SOBRE O QUE NOS DIVINIZA
Você gosta de carne crua? - balançou os quadris e abaixou-se. Sorria com desenvoltura.
Como? - meu rosto queimava.
Você prefere crua?... Ou cozida? - gargalhou, o rosto expandindo-se maroto e solto.
Tentei rir também. Nada. Ela impacientou-se com discrição, abriu a porta e entrou no carro. Bafejou nas mãos.
Está uma friaca danada lá fora, sabia? - engraçado como ela continuava sorrindo ao falar. - Então?...
Então... O quê? - gaguejei.
Então... - ela também ficou perdida mas recompôs-se rapidamente. - Então, o que vamos fazer, benzinho?

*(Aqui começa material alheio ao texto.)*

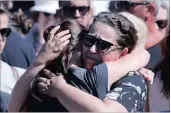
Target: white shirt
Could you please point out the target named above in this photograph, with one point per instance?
(7, 82)
(157, 100)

Pela primeira vez, não gostei de estar ali. Perdi a timidez.
Desculpa, é minha primeira vez assim... Aqui... Não sei bem o que fazer. - sorri, buscando aquiescência. Ela não retribuiu. - Entende?
É, acho que entendo. - ela pareceu-me desanimada. Olhou para longe, os olhos escuros palpitando o silêncio. Já não sorria mais, mas o desenho da boca era o mesmo, bonito.
Entrevei-me na timidez, tudo de novo! Cerrei as mãos, impaciente, odiando estar ali. Ela socorreu-me numa nova tentativa:
Já sei o que você vai fazer. Vai me deixar aqui, numa boa, pegar o carro, dar uma volta no quarteirão. Se sentir confiança, você volta, nem que for só pra gente tomar um drinque. Somos excelentes psicólogas, sabia? - sorriu, esfregando sua gentileza na minha cara.
Pensei “isso é uma tremenda de uma insensatez”, balançando a cabeça que sim.
Tá certo. - disse sem certeza e sem sutileza.
Ela desceu do carro. Como eu não saía do lugar, exasperou-se:
Vamos, meu bem, se você tiver afim, vai voltar. Mas, anda, vai!...
Saí, quase cantando pneus. E nunca mais voltei.
Melhor, quando voltei, dois minutos depois, ela não estava mais lá.